AVON, Mass. -- Consumers want to buy baby accessories at supermarkets. However, do supermarkets carry the items consumers want to buy?
That's not often the case, according to executives with The First Years here. Supermarkets, they said, need to shake up their planograms more often by bringing in newer, higher-priced and more innovative items to get the most out of their baby accessory sales -- even if it's only on a temporary, promotional basis.
"We did some proprietary research, talking with quite a few focus groups. And the overwhelming feeling was that moms of children in the newborn, infant and toddler stages would prefer to shop in supermarkets for a great deal of their infant and toddler products," said David Zapcic, director of marketing services at The First Years.
"They find the convenience and the one-stop shopping opportunity to be quite good. But they would prefer to see a wider range of products at the supermarket level -- a range much like they see at the mass merchants and the Toys 'R' Us [stores] of the world," he said.
"People don't see a supermarket as a place to go shopping for baby items; they think they can only get essentials such as nipples or diapers. But, if they know they can get a variety of products normally found in mass merchandisers or Toys 'R' Us, they'll shop at supermarkets," said Adrian Roche, vice president of worldwide marketing for The First Years.
"A lot of supermarkets underestimate the potential of this area," said Roche. "They tend to only concentrate on the commodity items like bottles, nipples and pacifiers. The very nature of those items tends to offer lower margins. So, I think the key is for supermarkets to be a bit more adventurous and mix in some of the higher-margin items like toys, rattles, cups and feeding articles. They would get a much better mix and return from that space.
"Some of these items, such as electronic toys, take up exactly the same space as a nipple or a pacifier, yet they may retail around $6.99 -- which is a lot higher than the traditional items in those areas," Roche added. "And they show a similar rate of sales. So, immediately you're greatly increasing both your cash and margin pictures."
The problem, he continued, is that many supermarket chains change their planograms infrequently, some waiting two years before revamping their baby accessory set.
"Mass merchandisers and Toys 'R' Us rely on a big change. They turn over their products and stockkeeping units a lot," said Roche. "They rely heavily on the vendors themselves to do that category management for them. It's not within our interest to have items on the shelf that aren't selling. If we think something's not selling, we'll go in, take it out and put something else in, close it out or drop the price."
Roche said supermarkets should take advantage of the impulsive nature of the category's shoppers.
"If you can position your accessories line between diapers and formula -- which are necessities -- customers will buy several [accessory products]," he said.
Roche added that aside from reworking the planogram more often, supermarkets could benefit from more promotional opportunities with the higher-margin baby accessories.
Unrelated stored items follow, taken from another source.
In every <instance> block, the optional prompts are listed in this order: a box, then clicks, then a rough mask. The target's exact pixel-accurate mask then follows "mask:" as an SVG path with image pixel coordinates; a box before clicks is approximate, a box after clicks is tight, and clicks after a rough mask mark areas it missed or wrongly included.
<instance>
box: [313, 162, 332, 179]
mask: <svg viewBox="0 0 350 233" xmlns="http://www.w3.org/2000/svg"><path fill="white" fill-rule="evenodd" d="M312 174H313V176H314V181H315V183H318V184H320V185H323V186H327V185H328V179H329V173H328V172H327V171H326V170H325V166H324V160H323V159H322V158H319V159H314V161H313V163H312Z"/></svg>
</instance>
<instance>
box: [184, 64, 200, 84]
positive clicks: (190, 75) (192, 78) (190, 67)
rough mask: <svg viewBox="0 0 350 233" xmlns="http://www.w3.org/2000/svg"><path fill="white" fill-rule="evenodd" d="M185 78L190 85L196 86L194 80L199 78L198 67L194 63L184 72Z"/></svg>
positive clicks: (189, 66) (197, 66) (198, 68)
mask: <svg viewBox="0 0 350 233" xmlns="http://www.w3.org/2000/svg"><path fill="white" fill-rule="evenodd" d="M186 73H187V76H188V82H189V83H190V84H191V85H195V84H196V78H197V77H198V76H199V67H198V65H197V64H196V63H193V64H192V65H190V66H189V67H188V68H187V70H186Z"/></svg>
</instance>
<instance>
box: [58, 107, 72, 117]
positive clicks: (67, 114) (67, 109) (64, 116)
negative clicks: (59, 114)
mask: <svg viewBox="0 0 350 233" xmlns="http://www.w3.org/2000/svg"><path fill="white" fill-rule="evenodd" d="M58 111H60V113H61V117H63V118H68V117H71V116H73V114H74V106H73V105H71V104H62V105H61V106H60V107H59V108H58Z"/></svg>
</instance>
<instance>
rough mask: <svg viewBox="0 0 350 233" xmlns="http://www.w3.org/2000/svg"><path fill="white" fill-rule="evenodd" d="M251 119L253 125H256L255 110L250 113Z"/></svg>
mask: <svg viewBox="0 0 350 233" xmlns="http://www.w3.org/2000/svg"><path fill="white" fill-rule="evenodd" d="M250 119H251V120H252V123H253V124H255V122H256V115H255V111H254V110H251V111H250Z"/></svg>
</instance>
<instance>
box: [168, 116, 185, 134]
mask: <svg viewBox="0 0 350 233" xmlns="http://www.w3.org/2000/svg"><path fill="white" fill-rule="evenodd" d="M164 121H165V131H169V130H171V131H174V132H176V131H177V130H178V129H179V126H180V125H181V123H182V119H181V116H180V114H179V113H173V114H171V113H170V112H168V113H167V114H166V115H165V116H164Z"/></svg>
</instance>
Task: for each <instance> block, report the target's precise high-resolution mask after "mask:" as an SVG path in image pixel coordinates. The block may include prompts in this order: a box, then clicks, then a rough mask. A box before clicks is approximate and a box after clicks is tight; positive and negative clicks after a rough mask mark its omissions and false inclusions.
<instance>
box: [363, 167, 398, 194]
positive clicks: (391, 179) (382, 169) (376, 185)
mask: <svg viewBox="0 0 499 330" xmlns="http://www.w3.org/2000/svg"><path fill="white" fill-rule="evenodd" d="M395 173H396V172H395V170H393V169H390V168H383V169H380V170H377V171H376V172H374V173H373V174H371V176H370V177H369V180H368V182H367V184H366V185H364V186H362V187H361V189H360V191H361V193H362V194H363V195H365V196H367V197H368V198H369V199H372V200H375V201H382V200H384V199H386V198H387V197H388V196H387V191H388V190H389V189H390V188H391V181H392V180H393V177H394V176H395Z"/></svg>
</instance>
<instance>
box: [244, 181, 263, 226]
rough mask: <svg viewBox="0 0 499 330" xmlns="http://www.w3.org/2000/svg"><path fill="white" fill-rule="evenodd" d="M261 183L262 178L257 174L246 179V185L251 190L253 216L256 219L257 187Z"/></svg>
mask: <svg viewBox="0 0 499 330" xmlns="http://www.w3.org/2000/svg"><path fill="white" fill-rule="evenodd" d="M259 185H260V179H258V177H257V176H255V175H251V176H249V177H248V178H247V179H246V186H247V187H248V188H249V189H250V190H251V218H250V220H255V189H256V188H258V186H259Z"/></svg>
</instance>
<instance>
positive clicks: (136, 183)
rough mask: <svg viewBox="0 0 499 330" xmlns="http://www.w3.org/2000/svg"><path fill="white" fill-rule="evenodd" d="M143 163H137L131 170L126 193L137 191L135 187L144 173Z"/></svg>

"They should look at doing sidecap promotions and pallet panel promotions on some of the more promotional type items. There are things like baby listening monitors, which are small boxes with a high price, and are ideal for in-and-out-type promotions."
Many mass merchandisers and Toys 'R' Us also have created a store-within-a-store concept or a baby boutique. "Caldor, for instance, has a very successful baby area. Then, look at places like Toys 'R' Us, which now has fixed signage. They've created an area where the mother can get everything she needs; it's all there," said Roche.
The First Years has experienced double-digit growth in each of the last five years, according to Zapcic. The company attributes this growth to innovation and keeping up with what parents want. Indeed, the company develops its products with the aid of a council of 500 mothers across the country.
New to its expanding line of products is its Sure pacifier, which has a unibody, seamless design so it won't come apart, and The Choice bottle system that features a standard and disposable version, both of which accept standard nipples.